Many of the popular algorithms for data sorting, also known as clustering, are vital to how AI operates but can yield responses that are quite inconsistent — so if the algorithms can't be trusted, then nor can the sorting and the final answer, explained Iulian Neamtiu, a professor of computer science at Ying Wu College of Computing.
In addition to consistency, clustering algorithms can be deterministic or non-deterministic, which refers to whether the algorithm is expected to produce the same answer every time it's asked the same question based on the same set of data. Neamtiu focuses his clustering research on the consistency of deterministic algorithms.
Neamtiu received a $400,000, three-year grant from the National Science Foundation to further study this dilemma. His team plans to build an automated online system where people can test their AI algorithms to locate sources of inconsistency before releasing their code in the wild, because the current testing methods are labor-intensive.

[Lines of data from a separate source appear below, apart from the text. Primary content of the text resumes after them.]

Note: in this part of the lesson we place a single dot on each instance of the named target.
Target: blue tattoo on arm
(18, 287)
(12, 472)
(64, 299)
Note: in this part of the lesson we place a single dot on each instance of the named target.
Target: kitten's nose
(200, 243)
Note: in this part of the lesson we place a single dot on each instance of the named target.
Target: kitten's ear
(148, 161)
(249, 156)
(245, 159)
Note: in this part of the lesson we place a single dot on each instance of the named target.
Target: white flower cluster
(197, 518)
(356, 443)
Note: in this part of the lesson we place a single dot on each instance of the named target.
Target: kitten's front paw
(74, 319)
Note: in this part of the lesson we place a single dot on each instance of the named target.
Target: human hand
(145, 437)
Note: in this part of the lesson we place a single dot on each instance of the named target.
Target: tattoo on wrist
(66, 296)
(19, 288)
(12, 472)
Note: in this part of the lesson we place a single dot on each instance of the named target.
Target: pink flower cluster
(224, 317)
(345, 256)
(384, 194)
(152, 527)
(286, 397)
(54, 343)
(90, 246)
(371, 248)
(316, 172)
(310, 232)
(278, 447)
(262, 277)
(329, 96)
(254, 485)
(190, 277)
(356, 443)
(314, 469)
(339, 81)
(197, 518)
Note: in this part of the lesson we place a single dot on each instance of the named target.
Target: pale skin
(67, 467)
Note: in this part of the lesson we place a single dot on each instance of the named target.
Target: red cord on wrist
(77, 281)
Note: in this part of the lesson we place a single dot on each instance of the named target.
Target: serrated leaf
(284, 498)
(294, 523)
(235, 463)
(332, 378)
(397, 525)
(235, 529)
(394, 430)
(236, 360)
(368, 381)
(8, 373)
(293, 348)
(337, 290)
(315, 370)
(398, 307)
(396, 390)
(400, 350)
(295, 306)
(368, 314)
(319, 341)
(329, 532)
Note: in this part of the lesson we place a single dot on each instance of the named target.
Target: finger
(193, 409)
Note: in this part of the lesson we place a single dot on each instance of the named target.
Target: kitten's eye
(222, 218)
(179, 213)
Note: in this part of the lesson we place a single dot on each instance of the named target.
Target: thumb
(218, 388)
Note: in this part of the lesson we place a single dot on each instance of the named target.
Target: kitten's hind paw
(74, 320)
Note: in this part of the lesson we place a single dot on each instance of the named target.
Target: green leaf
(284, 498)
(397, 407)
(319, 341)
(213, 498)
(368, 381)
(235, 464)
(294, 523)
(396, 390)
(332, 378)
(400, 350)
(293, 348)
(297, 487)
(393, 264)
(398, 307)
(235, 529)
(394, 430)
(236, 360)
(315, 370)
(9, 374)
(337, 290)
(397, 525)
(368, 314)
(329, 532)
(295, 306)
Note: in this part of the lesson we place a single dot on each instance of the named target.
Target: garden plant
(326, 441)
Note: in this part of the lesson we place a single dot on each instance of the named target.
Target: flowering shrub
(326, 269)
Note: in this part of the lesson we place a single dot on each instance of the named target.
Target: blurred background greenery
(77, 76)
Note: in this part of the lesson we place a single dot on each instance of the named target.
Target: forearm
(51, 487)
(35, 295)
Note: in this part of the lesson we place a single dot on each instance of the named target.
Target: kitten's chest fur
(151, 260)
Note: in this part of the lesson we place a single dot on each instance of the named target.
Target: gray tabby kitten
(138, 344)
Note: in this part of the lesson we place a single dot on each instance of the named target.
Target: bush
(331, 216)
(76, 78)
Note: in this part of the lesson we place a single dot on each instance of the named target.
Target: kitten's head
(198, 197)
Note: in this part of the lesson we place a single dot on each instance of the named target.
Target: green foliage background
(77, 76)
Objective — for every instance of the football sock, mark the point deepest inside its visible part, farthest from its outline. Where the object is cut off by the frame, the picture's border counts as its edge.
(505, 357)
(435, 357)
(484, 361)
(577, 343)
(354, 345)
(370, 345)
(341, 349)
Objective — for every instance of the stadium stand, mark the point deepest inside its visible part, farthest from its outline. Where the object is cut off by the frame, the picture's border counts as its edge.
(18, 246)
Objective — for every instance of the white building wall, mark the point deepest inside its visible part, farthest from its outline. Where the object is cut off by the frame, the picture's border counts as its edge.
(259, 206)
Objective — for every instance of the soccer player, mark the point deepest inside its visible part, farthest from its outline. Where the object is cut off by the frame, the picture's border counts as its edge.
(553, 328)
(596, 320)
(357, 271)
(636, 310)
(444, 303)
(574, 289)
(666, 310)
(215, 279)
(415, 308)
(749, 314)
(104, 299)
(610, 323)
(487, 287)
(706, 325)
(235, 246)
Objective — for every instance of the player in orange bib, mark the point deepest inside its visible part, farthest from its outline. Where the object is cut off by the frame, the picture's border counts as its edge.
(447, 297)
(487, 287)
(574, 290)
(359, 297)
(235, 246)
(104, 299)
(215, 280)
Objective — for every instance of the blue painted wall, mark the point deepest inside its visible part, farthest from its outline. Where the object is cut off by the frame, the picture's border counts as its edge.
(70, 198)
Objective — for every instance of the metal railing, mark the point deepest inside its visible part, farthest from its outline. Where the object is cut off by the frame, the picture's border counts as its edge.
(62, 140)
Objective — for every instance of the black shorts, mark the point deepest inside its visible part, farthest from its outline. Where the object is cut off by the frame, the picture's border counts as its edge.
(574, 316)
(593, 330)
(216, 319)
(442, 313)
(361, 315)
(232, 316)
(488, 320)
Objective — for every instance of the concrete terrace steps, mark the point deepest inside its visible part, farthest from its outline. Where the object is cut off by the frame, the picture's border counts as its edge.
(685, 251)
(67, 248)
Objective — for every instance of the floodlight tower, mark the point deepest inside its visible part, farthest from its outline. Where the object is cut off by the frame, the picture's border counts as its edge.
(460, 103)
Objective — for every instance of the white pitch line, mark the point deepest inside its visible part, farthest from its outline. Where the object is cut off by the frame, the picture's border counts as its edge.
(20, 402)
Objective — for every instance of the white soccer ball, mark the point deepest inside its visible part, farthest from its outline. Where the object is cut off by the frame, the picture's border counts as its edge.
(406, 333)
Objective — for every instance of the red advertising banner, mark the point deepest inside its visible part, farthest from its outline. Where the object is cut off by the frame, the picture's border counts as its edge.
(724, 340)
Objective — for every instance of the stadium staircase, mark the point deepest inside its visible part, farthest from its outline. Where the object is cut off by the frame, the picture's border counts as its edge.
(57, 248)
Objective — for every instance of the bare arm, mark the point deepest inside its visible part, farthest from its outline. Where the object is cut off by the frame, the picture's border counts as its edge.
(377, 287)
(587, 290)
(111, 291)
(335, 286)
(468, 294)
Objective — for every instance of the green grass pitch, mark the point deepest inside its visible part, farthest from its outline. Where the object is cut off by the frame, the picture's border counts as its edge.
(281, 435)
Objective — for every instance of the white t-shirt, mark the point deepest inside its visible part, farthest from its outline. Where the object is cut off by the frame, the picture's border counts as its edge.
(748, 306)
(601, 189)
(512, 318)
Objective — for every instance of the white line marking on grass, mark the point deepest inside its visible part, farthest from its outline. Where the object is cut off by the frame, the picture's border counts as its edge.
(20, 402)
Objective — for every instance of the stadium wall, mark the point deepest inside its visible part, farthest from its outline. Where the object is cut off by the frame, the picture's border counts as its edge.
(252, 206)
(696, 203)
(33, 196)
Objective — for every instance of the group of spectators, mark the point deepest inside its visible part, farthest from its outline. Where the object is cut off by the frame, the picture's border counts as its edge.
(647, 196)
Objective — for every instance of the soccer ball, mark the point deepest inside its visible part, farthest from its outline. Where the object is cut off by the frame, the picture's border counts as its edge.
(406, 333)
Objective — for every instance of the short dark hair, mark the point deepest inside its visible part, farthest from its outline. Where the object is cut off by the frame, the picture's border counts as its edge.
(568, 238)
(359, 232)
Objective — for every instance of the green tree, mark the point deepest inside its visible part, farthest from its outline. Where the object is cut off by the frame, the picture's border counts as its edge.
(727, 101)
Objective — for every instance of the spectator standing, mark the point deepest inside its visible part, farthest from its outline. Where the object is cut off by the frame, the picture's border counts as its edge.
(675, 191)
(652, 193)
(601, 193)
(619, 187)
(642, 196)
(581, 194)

"Following the same recipe, so to speak, that's supposed to lead to the same results, actually in practice leads to widely different results," he explained.
He used the example of asking AI software to design cars. The software must establish that each car has consistent locations for the accelerator, brakes, steering wheel and turn signals, and that those controls always perform the same function when applied. Drivers would be imperiled without those two expectations, and similarly AI software would be unreliable, potentially putting lives at risk.
This is bad. You wouldn't expect two desktop calculators to give you different answers.
The team performed initial tests with 528 data sets in common toolkits including Matlab, MLpack, R, and TensorFlow. They used three deterministic algorithm types known as affinity propagation, DBSCAN and hierarchical agglomerative clustering. They also examined the deterministic portion of a fourth algorithm called K-means.
"We have three published papers and another one in the works that expose such issues and show how developers could fix the issues," Neamtiu said. "We devised a simple yet effective approach called differential clustering that compares an implementation with itself, or with other implementations, to make sure they give the same answer on basic clustering tasks."
Building on those techniques, they also developed solutions that include eliminating sources of non-determinism, such as the common addition of noise — small amounts of random data to help the algorithm cluster the results — which is dangerous, akin to "throwing some black ice onto the road to see if the driver is alert," he joked. Another possible solution pauses the algorithm after each round of cluster refinement and then essentially X-rays the results to look for signs that inconsistencies are evolving.
For now, Neamtiu's team is limiting their research to software-based AI systems. Later in the grant period, their research scope will expand to hardware-accelerated AI. Hardware versions of AI processors work much faster and more efficiently than their software counterparts because they're specifically designed for AI tasks, he noted.
"We're crashing programs and we're pounding algorithms," Neamtiu said. "This is bad. You wouldn't expect two desktop calculators to give you different answers."